The SIPT is intended to be primarily a tool to diagnose sensory integration dysfunction including praxis difficulties.

It should be only be used by those with post-graduate (or specific under-graduate) education in sensory integration. Assessment should gather and collect information in different ways and sensory integration assessment typically includes the use of a  combination of assessments tools including parent/carer or self report tools like the Sensory Processing Measure (SPM)or Adolescent/Adult Sensory History (AASH) alongside interview, other testing and clinical observations to develop appropriate goals, plan outcomes measure and develop and carry out treatment plans.

Screen Shot 2018-03-16 at 20.47.44The SIPT does not require the person to make verbal responses to the test items. It does require a person is able to focus and attend and be able to follow demonstration and verbal instructions. It may not be appropriate for use with all children with sensory integration and processing dysfunction.

NOTE:

The SIPT is increasingly being considered as a suitable assessment for use with adolescents and adults who are able to participate in more formal assessments techniques.

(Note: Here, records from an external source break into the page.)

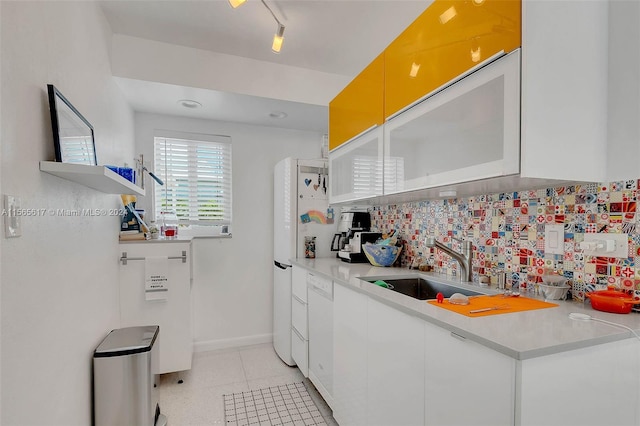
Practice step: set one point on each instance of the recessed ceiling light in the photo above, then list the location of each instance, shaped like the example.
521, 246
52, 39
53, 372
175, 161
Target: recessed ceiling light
278, 114
189, 103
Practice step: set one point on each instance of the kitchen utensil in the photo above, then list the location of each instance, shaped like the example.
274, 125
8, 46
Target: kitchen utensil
492, 308
380, 255
459, 299
613, 301
554, 292
383, 284
551, 280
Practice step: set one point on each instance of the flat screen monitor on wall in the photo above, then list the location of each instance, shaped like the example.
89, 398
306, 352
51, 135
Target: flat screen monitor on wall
72, 133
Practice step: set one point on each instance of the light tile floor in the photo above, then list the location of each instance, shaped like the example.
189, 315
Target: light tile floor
199, 400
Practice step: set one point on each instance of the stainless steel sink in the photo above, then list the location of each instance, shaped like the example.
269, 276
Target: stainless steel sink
423, 289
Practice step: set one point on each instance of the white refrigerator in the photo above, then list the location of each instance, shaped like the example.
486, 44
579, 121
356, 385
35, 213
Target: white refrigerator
301, 210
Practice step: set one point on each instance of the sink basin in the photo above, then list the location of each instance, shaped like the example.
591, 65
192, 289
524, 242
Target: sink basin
423, 289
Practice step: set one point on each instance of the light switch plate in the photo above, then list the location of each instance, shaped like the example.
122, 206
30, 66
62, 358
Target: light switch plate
12, 220
620, 249
554, 239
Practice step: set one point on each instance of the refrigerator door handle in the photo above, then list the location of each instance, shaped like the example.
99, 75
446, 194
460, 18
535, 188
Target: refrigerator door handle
281, 265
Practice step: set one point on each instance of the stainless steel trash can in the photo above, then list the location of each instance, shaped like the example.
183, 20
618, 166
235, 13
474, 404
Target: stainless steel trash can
125, 383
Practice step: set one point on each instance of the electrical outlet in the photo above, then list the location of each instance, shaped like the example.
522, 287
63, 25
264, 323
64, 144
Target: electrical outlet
12, 220
554, 239
606, 245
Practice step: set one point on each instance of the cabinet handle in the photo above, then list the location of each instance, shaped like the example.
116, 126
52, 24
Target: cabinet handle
298, 299
457, 336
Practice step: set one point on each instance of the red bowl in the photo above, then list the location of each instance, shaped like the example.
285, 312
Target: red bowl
612, 301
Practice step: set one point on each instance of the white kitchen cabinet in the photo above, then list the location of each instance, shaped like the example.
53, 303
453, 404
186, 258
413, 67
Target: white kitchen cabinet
299, 317
172, 314
356, 168
564, 89
320, 308
468, 131
466, 383
395, 366
598, 385
349, 356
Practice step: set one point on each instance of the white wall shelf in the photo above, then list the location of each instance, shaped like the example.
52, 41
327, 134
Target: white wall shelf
97, 177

The plateauing of results above 8 years 11 months in the standardisation sample indicates developmental maturity of sensory integration.

Therefore deviations from the 8 years 11 months score in adolescents and adults may, as in the standardisation population, indicates specific organic problems processing sensory information, associated with learning disabilities, emotional disorders, and minimal brain dysfunction.

Statement compiled by Kathryn Smith, OT, 2011, following personal communication with Susanne Smith-Roley and Zoe Mailloux, SIPT Instructors, WPS.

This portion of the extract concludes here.